Case Presentation: A 40 year-old male went camping in southeast Missouri in May and suffered tick bites. He developed a fever, rash and myalgias. He was treated with doxycycline, which was discontinued due to anaphylaxis. Due to worsening abdominal pain and fatigue he went to the hospital.
He was febrile, ill-appearing, and jaundiced. He had scattered petechiae bilaterally on his axillae and flanks. His abdominal exam was unremarkable. Laboratory evaluations revealed significant hyperbilirubinemia, elevated liver enzymes, thrombocytopenia, and neutropenia. He was empirically started on ceftriaxone for a tick-borne illness. An abdominal CT revealed hepatosplenomegaly and ascites. Infectious evaluation for viral hepatitis and tick-borne illnesses was negative. Due to clinical deterioration, his antibiotics were broadened and treatment for idiopathic thrombocytopenia purpura with intravenous immunoglobulin and steroids was initiated. However, the patient developed shock and expired after cardiac arrest.

Autopsy revealed multi-organ fungal growing Candida tropicalis. Pathology suggested hemophagocytic lymphohistiocytosis (HLH) in the liver, spleen, lymph nodes and bone marrow. He met 6/8 criteria for HLH with fever, splenomegaly, thrombocytopenia and neutropenia, elevated ferritin, elevated interleukin-2 receptor, and low natural killer cell activity.

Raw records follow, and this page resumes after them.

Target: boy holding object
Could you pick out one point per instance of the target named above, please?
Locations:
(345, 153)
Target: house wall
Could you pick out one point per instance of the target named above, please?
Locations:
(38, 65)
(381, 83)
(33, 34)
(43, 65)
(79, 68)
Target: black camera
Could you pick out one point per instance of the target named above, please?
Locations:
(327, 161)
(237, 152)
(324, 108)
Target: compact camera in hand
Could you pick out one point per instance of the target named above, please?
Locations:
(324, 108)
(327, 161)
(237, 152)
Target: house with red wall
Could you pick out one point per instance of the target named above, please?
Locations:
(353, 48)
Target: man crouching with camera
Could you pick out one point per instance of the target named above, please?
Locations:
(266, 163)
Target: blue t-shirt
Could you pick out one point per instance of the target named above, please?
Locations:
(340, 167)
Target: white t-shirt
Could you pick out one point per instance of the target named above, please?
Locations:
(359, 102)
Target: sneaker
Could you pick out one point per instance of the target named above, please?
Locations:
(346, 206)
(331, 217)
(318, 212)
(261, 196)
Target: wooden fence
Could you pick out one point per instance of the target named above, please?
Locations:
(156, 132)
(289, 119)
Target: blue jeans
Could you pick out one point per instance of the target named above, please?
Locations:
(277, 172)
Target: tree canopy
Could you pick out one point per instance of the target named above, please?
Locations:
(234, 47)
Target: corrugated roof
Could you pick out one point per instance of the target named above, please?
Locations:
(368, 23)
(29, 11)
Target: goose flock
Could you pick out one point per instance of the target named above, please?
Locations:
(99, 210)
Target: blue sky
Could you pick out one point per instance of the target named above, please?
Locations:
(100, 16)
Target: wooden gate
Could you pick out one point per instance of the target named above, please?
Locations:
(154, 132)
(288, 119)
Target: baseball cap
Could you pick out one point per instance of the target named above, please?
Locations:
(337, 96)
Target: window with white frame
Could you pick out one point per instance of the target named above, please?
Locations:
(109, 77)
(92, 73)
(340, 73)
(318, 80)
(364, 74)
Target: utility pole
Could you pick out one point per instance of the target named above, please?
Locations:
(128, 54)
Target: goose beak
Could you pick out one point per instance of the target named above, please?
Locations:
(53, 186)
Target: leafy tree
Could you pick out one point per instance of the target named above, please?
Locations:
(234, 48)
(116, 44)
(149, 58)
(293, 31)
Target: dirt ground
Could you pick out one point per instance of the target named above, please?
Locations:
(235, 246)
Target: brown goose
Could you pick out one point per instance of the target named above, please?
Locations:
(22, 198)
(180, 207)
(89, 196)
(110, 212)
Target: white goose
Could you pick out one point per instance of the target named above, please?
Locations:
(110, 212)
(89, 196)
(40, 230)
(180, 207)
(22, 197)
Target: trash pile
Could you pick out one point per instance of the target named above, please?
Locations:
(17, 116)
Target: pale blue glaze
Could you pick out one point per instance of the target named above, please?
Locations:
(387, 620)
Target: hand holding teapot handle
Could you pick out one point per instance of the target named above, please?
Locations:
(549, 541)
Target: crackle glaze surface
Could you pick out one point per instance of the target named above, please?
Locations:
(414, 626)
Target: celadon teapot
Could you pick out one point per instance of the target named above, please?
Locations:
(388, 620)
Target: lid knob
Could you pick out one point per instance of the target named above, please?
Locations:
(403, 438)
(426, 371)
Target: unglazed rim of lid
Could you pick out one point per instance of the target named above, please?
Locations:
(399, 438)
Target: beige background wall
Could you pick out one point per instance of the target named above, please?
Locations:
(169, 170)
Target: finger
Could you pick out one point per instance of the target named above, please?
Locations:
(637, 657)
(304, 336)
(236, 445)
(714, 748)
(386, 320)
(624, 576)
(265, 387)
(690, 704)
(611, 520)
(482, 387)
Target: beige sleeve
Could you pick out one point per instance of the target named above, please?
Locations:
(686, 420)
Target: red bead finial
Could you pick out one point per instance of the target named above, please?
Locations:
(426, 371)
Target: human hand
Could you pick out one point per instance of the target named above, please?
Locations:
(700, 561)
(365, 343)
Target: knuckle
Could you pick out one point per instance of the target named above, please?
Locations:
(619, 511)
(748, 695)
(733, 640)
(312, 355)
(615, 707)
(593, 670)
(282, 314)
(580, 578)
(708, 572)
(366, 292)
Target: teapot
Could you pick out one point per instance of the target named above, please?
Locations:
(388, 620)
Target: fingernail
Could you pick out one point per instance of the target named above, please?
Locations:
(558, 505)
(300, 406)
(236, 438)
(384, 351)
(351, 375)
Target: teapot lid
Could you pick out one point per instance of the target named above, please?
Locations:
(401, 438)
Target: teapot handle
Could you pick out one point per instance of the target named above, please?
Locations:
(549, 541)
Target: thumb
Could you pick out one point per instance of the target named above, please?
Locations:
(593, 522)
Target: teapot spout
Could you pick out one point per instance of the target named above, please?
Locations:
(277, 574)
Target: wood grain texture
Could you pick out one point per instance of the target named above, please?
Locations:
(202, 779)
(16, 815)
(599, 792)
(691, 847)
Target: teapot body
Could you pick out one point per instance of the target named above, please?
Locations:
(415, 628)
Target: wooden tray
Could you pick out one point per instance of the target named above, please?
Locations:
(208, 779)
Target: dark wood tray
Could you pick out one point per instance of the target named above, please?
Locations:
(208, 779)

Discussion: HLH is an uncontrolled inflammatory response of lymphocytes and macrophages. The diagnosis must fulfill five out of nine diagnostic criteria including fever, splenomegaly, bi-cytopenia, hypertriglyceridemia, hypofibrinogenemia, elevated ferritin, hemophagocytosis in the bone marrow/spleen/lymph nodes, low natural-killer cell activity, and elevated interleukin-2 receptor. Treatment of HLH involves immune-suppression with chemotherapy to suppress the hyperinflammatory and supportive care such as transfusions.

In this case, the patient’s immediate cause of death was widespread fungal infection secondary to his profound pancytopenia and liver failure. The etiology of his pancytopenia is likely related to a tick-borne illness which led to the development of HLH.

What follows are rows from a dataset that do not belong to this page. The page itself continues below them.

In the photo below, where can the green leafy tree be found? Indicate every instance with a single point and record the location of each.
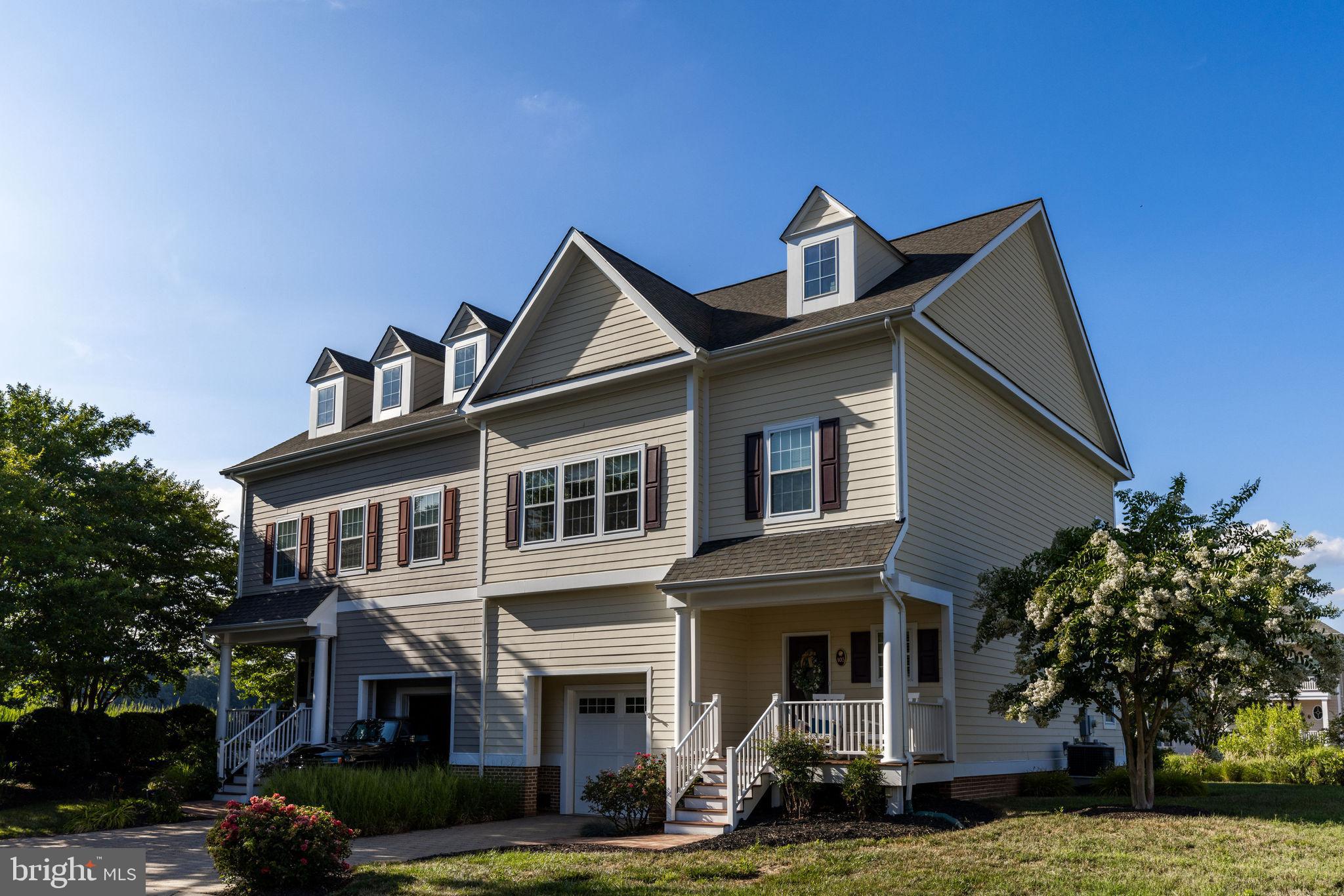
(109, 566)
(1136, 617)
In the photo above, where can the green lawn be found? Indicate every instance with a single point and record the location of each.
(1257, 838)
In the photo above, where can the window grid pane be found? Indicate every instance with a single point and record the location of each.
(327, 406)
(464, 367)
(621, 493)
(391, 387)
(425, 510)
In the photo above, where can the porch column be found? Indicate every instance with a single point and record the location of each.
(892, 680)
(320, 676)
(226, 662)
(682, 689)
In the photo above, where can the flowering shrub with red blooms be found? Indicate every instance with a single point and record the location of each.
(269, 844)
(629, 794)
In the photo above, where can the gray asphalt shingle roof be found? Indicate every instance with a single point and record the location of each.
(812, 550)
(277, 606)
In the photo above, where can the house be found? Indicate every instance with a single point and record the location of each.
(641, 518)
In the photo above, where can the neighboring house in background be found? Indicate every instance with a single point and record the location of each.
(637, 518)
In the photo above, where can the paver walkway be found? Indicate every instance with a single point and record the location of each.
(178, 861)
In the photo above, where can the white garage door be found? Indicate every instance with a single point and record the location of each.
(609, 729)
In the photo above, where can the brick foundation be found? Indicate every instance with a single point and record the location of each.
(978, 788)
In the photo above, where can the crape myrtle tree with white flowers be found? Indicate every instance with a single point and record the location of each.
(1136, 619)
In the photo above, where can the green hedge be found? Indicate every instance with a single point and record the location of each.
(393, 801)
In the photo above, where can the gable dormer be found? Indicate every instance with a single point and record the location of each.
(408, 374)
(342, 386)
(469, 340)
(833, 256)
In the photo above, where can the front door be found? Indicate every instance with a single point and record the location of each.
(799, 647)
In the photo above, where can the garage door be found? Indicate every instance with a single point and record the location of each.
(609, 729)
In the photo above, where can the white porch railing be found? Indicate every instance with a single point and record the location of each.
(928, 727)
(233, 750)
(747, 761)
(849, 725)
(687, 760)
(292, 731)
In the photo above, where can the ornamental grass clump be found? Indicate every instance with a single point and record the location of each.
(269, 844)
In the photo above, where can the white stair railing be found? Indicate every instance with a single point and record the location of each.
(747, 761)
(233, 750)
(292, 731)
(849, 725)
(687, 760)
(928, 727)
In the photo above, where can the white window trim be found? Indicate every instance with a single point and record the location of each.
(363, 540)
(480, 343)
(299, 546)
(600, 521)
(805, 246)
(815, 512)
(410, 524)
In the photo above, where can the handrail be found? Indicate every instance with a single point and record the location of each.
(688, 758)
(233, 752)
(277, 743)
(747, 761)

There have only been a few case reports from tick-borne related illness causing HLH in areas such as Southeast Asia and the Midwest United States. This case serves as a reminder that HLH can present as a severe clinical presentation from tick-borne illnesses. This likely predisposed the patient to develop disseminated Candida. Early diagnosis, treatment and supportive care for HLH and co-infections can improve prognosis.

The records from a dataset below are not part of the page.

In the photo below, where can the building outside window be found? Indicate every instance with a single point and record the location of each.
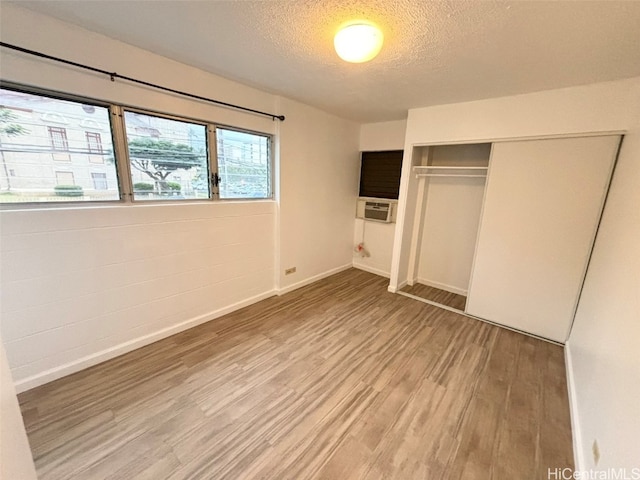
(99, 181)
(58, 137)
(65, 178)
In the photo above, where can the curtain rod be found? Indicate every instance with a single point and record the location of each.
(114, 75)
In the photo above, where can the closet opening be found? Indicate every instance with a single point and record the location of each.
(449, 196)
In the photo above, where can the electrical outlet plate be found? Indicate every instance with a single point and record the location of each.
(596, 452)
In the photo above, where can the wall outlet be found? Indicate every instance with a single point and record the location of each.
(596, 452)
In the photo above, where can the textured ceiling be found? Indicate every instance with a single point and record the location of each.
(434, 52)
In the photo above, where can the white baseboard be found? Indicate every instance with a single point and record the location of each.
(370, 269)
(442, 286)
(315, 278)
(117, 350)
(573, 410)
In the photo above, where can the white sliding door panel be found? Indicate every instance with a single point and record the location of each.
(541, 211)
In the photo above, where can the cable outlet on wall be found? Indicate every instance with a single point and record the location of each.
(596, 452)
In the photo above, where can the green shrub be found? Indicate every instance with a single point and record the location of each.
(143, 187)
(68, 190)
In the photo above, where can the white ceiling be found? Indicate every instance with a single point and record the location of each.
(434, 53)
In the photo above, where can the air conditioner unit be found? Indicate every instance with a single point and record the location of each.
(377, 210)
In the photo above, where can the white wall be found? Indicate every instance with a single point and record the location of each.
(80, 285)
(15, 455)
(451, 215)
(377, 237)
(603, 345)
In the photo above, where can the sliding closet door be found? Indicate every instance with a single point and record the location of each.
(542, 207)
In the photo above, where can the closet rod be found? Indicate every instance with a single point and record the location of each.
(114, 75)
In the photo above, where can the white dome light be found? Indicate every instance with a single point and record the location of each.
(358, 43)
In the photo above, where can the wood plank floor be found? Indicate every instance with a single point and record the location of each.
(337, 380)
(443, 297)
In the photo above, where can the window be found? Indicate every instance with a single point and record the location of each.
(168, 158)
(99, 181)
(58, 137)
(380, 174)
(31, 150)
(244, 164)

Conclusions: Our patient’s clinical history suggests a tick-borne pathogen led to the development of HLH. This predisposed him to develop the disseminated Candida tropicalis infection. Unfortunately he deteriorated rapidly and died. This case emphasizes the importance to recognize the diagnostic criteria for HLH. In addition, in patient with severe neutropenia, it is important to consider beginning antifungal medications for prophylaxis.